Publicado por: Juliana Wallig em 28/7/2011
Categoria: Psicologia
 
Ser filha e não ter mãe, seja por morte, abandono físico ou emocional é uma experiência profunda e que afeta todo o processo de desenvolvimento da mulher. Cada forma de ausência (morte, abandono físico e/ou emocional) traz consequências específicas para a filha e, neste artigo, abordaremos os efeitos da morte materna durante a infância.

A relação mãe-filha é uma das relações mais intensas que a mulher vivencia em sua vida e tem um poderoso efeito na forma com que ela se relaciona com ela mesma e com o mundo. Esta relação é o ponto de partida para o desenvolvimento da mulher, ou seja, começamos a aprender o que é ser mulher com a nossa mãe. Com a morte materna precoce, todo o processo de desenvolvimento ficará abalado e a filha terá que se desenvolver por caminhos alternativos, pois ela se desenvolve em um vácuo maternal.

Quando uma perda significativa acontece, um processo de luto se instala. O enlutamento - processo ativo e dinâmico de lidar com o luto - é um ajustamento criativo que significa adaptar-se ao que é, mudar-se e reorganizar a vida de acordo com essa nova realidade. O objetivo final desse processo é a reorganização, o re-investimento de energia em si e no mundo. A polaridade interna e subjetiva do enlutamento é o luto, a experiência da perda em si e afeta as áreas afetiva, cognitiva, social e espiritual. Para que o luto possa ser acomodado de forma funcional, fazem-se necessárias duas mudanças psicológicas:
1) Reconhecer e aceitar a perda;

2) Experimentar e lidar com as emoções e problemas que advém da perda.

Adaptar-se à perda exige elementos que as crianças não possuem:

1) Compreensão total do que é morte;

2) Linguagem e encorajamento para falar de seus sentimentos. Além de não possuir recursos necessários para lidar com o luto, as meninas ainda sofrem a influência de fatores familiares, pois por acreditar que a criança não compreende a morte, por achar que será doloroso demais falar e reviver a perda e por querer proteger a criança do sofrimento, a família geralmente se cala e procura manter a vida o mais normal possível, pois a premissa é que elas sigam em frente. Ao calar-se, a família deixa de oferecer a oportunidade para que a criança viva o luto pela mãe e tenha suas necessidades emocionais atendidas. Isso trará diversas consequências para a menina e, futuramente, para a mulher.

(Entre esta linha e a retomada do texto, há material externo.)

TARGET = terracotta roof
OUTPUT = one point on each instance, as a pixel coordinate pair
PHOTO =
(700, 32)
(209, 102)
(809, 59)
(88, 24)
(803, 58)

O enlutamento infantil é um processo longo e complexo que será procrastinado e se estenderá durante todas as etapas do desenvolvimento, conforme os recursos emocionais e cognitivos também se desenvolvem. Para poderem passar por esse processo de forma saudável, as crianças (e futuramente adolescentes e adultos) necessitam de um pai (ou sobrevivente) estável que possa oferecer oportunidades para a expressão dos sentimentos (raiva, tristeza, culpa, indiferença etc), fazer perguntas e ter a verdade como resposta. Somente o carinho não é suficiente; a criança necessita de cuidados e suporte consistentes com suas necessidades, ou seja, precisa de maternagem. Sem esses elementos, o luto torna-se secreto e solitário e a menina não encontra validação para a magnitude de sua perda.


Geralmente, a criança começa a construir dois pensamentos e sentimentos: a perda da mãe não é realmente significativa e ninguém percebeu como eu me senti transforma-se em “ninguém se importa”. Esses pensamentos e sentimentos permanecerão trancados dentro dela mesma e irão acompanhá-la ao longo de seu desenvolvimento e refletir em sua relação com o mundo e com as pessoas.
Durante a infância, a psicologia pode ajudar filha, pai (que também está enlutado pela morte da esposa) e a família a passarem por esse processo juntos, desenvolvendo a comunicação entre eles – o que e como falar – atitudes a serem tomadas etc. É importante que a menina (e futuramente mulher) tenha informações a respeito de sua mãe, saiba sua história, veja fotos. Isso a ajudará a construir sua boa forma de ser mulher.
A psicologia também pode contribuir muito com a mulher adulta que não conseguiu, por diversos motivos, acomodar seu luto de forma funcional. O foco central do trabalho terapêutico é que a filha consiga viver com a perda ao invés de sob o legado da perda. Para tal, a filha precisa reconhecer e lidar com duas questões fundamentais: 1) ela é filha de sua mãe e, portanto, é preciso que ela encontre um espaço emocional e mantenha vínculo com a mãe falecida e 2) ela é uma filha sem mãe.